Buy in the UK | Buy in Canada

Originally published in 1924, THE MAN IN THE BROWN SUIT is one of Agatha Christie's earliest books; it also happens to be one of the first Christies that I ever read. When Anne Beddingfield's scholar father dies and leaves her nearly penniless, she eschews the traditional options open to young women of good families in the early 1920s. Anne wants and intends to have adventures.

After witnessing an accident, she begins to connect seemingly unrelated events. Although she lacks any plans for her future, she invests all of her inheritance in a ticket on a ship leaving for South Africa. In terms of her personal goals, it's the right move for Anne because adventures are what she finds.

Although there are mystery elements in the book, THE MAN IN THE BROWN SUIT is less of a traditional mystery and more of an adventure piece.

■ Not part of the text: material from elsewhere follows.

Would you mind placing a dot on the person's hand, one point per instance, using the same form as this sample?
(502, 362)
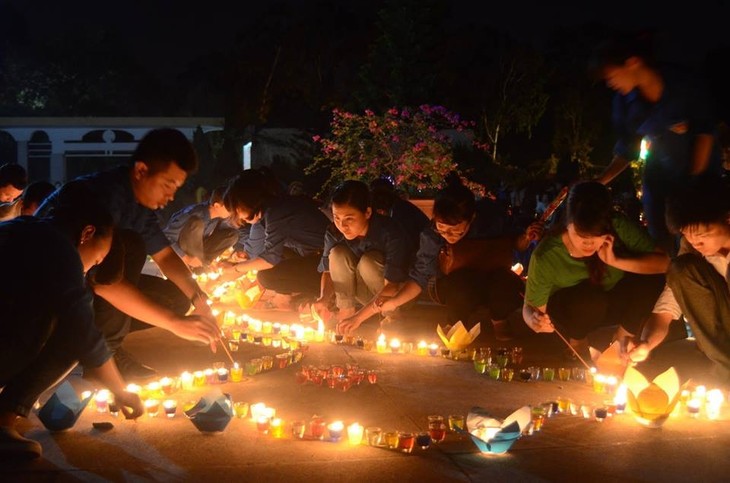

Christie has Anne reference serial dramas and romantic heroines, which was perhaps wise, because both the book and Anne clearly fits into those molds. THE MAN IN THE BROWN SUIT boasts incredible coincidences, strong silent men, exotic locales, glamorous spies, and creepy criminals.

All of the above prove irresistible to Anne, who often willingly puts herself in harm's way just so she can continue her part in the story. For the most part, it's a fun ride. I would be remiss if I didn't mention the nostalgia factor; the casual descriptions of life aboard an ocean liner are mouthwateringly exotic today. The characters are colorful and often endearing. Every so often Anne's insistence on staying in danger is irritating, but she's so obviously charming that these instances are few and far between.

There are a few problems with THE MAN IN THE BROWN SUIT that a modern reader may encounter. Anne's notions of romance, for instance, while probably unremarkable to contemporary audiences, read somewhat as slightly disturbing now. The characters also refer to the native Africans with a term that is considered highly offensive. I recognize that Agatha Christie isn't the only Golden Age author who falls down in this regard. She was a product of her time after all, but modern audiences may have trouble with the story.

This unabridged audio book is read by Emilia Fox, who does a fine job with the narration.